We have work that needs to be done, infrastructure, education, climate change avoidance and mitigation.  There are millions of jobs doing things that need to be done.  We have the people to do them.  This is a long-term investment in public goods.  It is not a short-term fix so we can buy more iPods built in China.  We have made the financial sector primary, when it is secondary.  Why?  Of course, because they control the policy levers.

But the point is, What would happen if Krugman's program were enacted.  No real investment is forthcoming from the private sector, no matter how low the interest rate goes.  Our contention is that capital goods -- the actual machinery and facilities -- are deflating in value even as we speak.  Otherwise corporations would be investing.  The zero bound would have to be violated by ten percent, and who thinks a ten percent subsidy would lead Corporate America to do useful things.  Would it lead to a rebound in the housing market?  Hard to believe any sub-zero money would ever find its way to that sector, given the miserable history so far.

Krugman cites Joe Stiglitz as a fellow in the band of brothers who got it right.  Stiglitz does not imagine a one-time pop of any amount will lead us out.  Stiglitz is on-board with climate change investment.  Paul Krugman is no Joe Stiglitz.
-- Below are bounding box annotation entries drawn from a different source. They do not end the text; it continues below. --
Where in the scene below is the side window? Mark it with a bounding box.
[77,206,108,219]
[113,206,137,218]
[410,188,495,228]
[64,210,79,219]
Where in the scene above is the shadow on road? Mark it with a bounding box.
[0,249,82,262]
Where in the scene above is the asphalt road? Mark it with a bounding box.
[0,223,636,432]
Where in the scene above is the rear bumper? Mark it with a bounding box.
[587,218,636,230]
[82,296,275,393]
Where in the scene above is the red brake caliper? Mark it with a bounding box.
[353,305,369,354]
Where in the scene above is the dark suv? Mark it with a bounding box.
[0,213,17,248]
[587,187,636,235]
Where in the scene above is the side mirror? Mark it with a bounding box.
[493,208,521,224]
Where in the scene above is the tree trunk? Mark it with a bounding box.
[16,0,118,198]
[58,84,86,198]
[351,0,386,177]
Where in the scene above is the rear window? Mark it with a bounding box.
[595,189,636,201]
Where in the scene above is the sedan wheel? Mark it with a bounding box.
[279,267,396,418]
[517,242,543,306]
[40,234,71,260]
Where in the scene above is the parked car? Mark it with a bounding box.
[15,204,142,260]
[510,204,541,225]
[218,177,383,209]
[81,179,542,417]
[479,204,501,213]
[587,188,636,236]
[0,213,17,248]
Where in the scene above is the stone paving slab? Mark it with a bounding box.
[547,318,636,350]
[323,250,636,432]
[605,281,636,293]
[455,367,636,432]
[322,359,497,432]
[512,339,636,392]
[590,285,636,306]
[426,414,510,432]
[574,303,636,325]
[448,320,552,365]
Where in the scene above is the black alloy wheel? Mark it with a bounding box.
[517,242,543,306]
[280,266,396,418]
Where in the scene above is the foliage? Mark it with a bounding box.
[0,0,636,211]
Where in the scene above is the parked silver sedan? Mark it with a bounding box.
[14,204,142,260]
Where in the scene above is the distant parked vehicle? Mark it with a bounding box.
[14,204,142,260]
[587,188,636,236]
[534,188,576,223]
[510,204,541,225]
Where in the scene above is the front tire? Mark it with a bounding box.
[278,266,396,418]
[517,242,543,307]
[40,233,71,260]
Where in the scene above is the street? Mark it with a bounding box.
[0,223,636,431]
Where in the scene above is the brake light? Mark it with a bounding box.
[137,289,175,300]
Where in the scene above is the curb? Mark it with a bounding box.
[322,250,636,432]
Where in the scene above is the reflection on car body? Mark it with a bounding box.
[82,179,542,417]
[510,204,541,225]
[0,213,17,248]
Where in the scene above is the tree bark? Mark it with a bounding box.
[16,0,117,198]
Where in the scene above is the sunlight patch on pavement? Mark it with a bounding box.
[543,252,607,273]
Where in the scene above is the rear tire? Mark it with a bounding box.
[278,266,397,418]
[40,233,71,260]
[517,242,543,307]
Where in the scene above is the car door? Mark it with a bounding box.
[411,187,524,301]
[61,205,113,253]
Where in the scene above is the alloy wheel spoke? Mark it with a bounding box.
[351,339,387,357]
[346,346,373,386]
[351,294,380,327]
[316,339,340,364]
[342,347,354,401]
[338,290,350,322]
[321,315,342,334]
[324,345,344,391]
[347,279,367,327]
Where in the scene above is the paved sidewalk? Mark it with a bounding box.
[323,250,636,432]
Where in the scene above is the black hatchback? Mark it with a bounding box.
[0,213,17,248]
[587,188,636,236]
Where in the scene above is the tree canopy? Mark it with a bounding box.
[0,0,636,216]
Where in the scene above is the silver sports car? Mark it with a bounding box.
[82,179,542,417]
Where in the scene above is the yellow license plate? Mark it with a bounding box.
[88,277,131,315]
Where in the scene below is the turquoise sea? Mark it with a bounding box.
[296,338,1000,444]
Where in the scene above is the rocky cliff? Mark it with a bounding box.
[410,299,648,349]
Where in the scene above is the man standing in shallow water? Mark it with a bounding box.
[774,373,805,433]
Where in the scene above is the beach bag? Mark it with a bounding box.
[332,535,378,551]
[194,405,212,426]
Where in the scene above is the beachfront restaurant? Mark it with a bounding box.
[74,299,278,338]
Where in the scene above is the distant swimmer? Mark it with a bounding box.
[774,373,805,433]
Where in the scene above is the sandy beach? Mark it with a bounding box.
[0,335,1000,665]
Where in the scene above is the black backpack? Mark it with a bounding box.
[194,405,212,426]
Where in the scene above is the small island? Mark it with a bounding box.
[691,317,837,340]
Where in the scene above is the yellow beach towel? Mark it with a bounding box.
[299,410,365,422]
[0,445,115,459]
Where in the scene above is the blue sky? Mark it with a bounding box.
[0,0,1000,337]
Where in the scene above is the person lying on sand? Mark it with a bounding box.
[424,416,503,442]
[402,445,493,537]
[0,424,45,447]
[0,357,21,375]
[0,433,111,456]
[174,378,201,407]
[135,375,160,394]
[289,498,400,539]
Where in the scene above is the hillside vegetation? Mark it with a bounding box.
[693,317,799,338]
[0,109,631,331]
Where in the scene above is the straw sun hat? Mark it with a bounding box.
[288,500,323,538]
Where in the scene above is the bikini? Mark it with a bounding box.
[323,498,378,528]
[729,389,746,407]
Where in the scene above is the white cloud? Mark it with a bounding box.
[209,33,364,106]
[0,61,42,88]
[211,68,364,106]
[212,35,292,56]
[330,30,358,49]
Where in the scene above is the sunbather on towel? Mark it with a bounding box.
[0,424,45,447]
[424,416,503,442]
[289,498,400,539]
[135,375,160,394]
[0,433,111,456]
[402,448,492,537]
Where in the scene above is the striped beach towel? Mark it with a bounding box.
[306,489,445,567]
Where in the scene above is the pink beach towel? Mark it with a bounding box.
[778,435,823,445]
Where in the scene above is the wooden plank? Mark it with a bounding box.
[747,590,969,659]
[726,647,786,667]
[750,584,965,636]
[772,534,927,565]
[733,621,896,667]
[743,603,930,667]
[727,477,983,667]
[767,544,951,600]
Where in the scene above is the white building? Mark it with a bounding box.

Stiglitz is one of the economists featured in our book, Demand Side Economics, out very soon in final form and available now in rush version at DemandSideBooks.com in any one of a number of print and electronic formats.  Another is James K. Galbraith, who kindly reviewed his part with approval.  Quote, I just spent an hour or so reading with great pleasure"

Tickles my happy bone.

He also gave us some precious anecdotes on Leon Keyserling, in his later years,

 "I remember Bruce Bartlett telling me years ago how much the Republicans hated him and it was easy to see why. He would trawl through the Rayburn building with his typewritten articles and hand-done charts, relentless and determined."

We may have to do a biography of Keyserling one day.